Sonntag, 24. März 2019

Mysteriös, mysteriös

In letzter Zeit musste ich innerhalb einer kurzen Spanne den Verlust zweier Bürsten hinnehmen. Sie waren einfach verschwunden. Als die erste abhanden kam, sah ich mich gezwungen, sie durch eine neue zu ersetzen. Ungebürstet zur Arbeit erhöht die Karrierechancen nicht. Bei der zweiten scheute ich die Investition in eine Ersatzbürste. Hatte ich mich doch kurz zuvor erst über die gängigen Preislagen informiert und mich nicht für die allergünstigste entschieden. Als mir letzthin also der Verlust des zweiten guten Stücks auffiel, wie üblich kurz vor meinem zeitverzögerten, hektischen Abflug zur Arbeit, war die schnellste Erklärung, den Sohn verantwortlich zu machen. Ich stürmte in sein Zimmer und riss ihn mit meinen Schmähungen aus dem Schlaf.

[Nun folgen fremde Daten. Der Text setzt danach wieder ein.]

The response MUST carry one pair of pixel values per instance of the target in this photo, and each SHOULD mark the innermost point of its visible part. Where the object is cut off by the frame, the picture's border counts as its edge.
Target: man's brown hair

Er versicherte, glaubhaft wie ich zugebe: „Mama, ich habe noch nie in meinem Leben eine Bürste benutzt.“ Meine Hoffnung, nein: Überzeugung, ist, dass er ausschließlich das Modell für die Haare meint. Ok, eine neue Erklärung musste her. Kurzzeitig spielte ich mit dem Gedanken, die gute, alte Strategie meines Vaters zu übernehmen. Er machte noch Jahre nach dessen Auszug meinen Bruder dafür verantwortlich, wenn Werkzeug unauffindbar war. Im Grunde weiß ich nicht, ob er sich den Verlust nicht immer noch so erklärt. Es wäre also ein leichtes gewesen, den Bürstenschwund der Tochter in die Schuhe zu schieben. Mutterliebe versperrte mir diesen Weg. Über diese Entscheidung war ich sehr froh, als ich einige Stunden später zwei Bürsten im Geheimfach des Rucksacks fand. Von dessen Existenz ich nichts wusste, weil ich den Rucksack vor längerem dem Sohn gemopst habe.